Böyle dergiler de olsa ya. Bu şehirden giderseniz bu bu bu, şu şu şu var diyen.
Çünkü belli bir yerden sonra insan, tamamen kendimden bahsediyorum, time out falan değil, düpedüz sign out istiyor. Peki insan, kendisini koşullu seven bu şehri koşulsuz severken, onu nasıl terk edebilir?
İstanbul’u havasından, karasından ya da suyundan terk eder etmez, hayat spaya girmiş gibi olur. Bir tatlı filmin jeneriği akar. Aslında herkesi, en başta da kendimizi seviyor oluruz. Her şey yoluna girecek gibi, gerekli yerlere doğru yollanır. Hem artık İstanbul’da olmadığımıza göre, bunlar bizi pek ilgilendirmez. Başka bir şehrin kartpostalını kaldığımız sayfaya koyar, artık olayları okumayı bırakırız. Artık hasta olmaz, terk edilmez ve kötü tek bir söz söylemeyiz. Umudumuzu da kırıp içmez, ağzımızda uzun uzun emeriz. İşte bu kadar soyut oluruz. Somut olan bize iyi gelmemiştir.

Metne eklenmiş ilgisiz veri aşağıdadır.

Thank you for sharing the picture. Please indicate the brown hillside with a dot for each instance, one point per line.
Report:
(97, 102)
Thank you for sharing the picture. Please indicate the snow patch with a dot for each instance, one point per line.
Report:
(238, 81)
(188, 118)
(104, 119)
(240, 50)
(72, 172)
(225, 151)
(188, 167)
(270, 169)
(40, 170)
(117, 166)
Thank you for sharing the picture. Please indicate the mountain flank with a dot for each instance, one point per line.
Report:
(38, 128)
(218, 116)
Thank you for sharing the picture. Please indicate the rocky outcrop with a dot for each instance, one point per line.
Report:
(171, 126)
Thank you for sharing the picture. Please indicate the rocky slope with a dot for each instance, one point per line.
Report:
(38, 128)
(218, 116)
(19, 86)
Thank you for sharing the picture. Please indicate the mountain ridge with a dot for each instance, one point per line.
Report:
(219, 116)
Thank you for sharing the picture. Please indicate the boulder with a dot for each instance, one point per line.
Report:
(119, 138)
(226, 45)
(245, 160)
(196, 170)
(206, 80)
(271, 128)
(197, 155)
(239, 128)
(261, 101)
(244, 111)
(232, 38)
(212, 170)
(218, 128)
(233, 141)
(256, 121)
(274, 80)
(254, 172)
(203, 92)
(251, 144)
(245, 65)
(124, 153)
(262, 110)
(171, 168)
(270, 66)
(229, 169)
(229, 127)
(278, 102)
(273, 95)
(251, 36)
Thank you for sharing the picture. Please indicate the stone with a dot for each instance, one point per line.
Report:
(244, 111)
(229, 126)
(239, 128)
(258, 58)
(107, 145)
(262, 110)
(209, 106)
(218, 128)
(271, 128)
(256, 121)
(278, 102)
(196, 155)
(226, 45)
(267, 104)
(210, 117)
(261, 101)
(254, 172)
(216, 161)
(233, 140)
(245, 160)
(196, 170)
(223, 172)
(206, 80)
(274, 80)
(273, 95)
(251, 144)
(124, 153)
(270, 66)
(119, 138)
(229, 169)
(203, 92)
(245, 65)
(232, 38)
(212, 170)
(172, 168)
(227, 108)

İstanbul’un insanı hipermetrop yaptığı olur. İnsan yakınını, yakın zamanını ve hatta yakınlarını göremez. Uzakta bir yere odaklanır ve gider. Halbuki İstanbul dışı hep miyop. Gelecek bir anda flu. Yanımdakiler bana yeter. Ellerimi ayaklarımı göreyim yeter.
Yürüyen kaldırımlarına binmiş akan insanlar, bir an durup nereye gittiklerini sormazlar. Çoktan kalkmış gitmiş uçaklarına, umutsuzca yolculuk ederler. Ellerinde ağır bavullar taşır ve kimseyle konuşmazlar. Bu kadar renkli bir şehirde, o kadar yönden esen rüzgar arasında, her şeyden bıkmayı becerirler. Burası İstanbul, yolu yokuş. Muş.
Bu yüzden ben, sürekli İstanbul’a geri giden ayağıma çelmeyi takıp, dışında kalmayı becermek istiyorum bazen. Belki de sırf ona geri dönen olmak için. Öyle bir aşk-nefret ilişkisininerkek kısmı olduğumdan. İstanbul’un kadın olduğundan şüphesi olan var mı?...
Bir soğuk duşa girer gibi altında durup ürpermeden önce, kendimi güneşe yatırıp biraz, kurutmak istiyorum nemlileri. Güneye gidiyorum anlayacağınız...
Elektrik süpürgesi kablosu misali içine çekene kadar beni İstanbul, i sign out.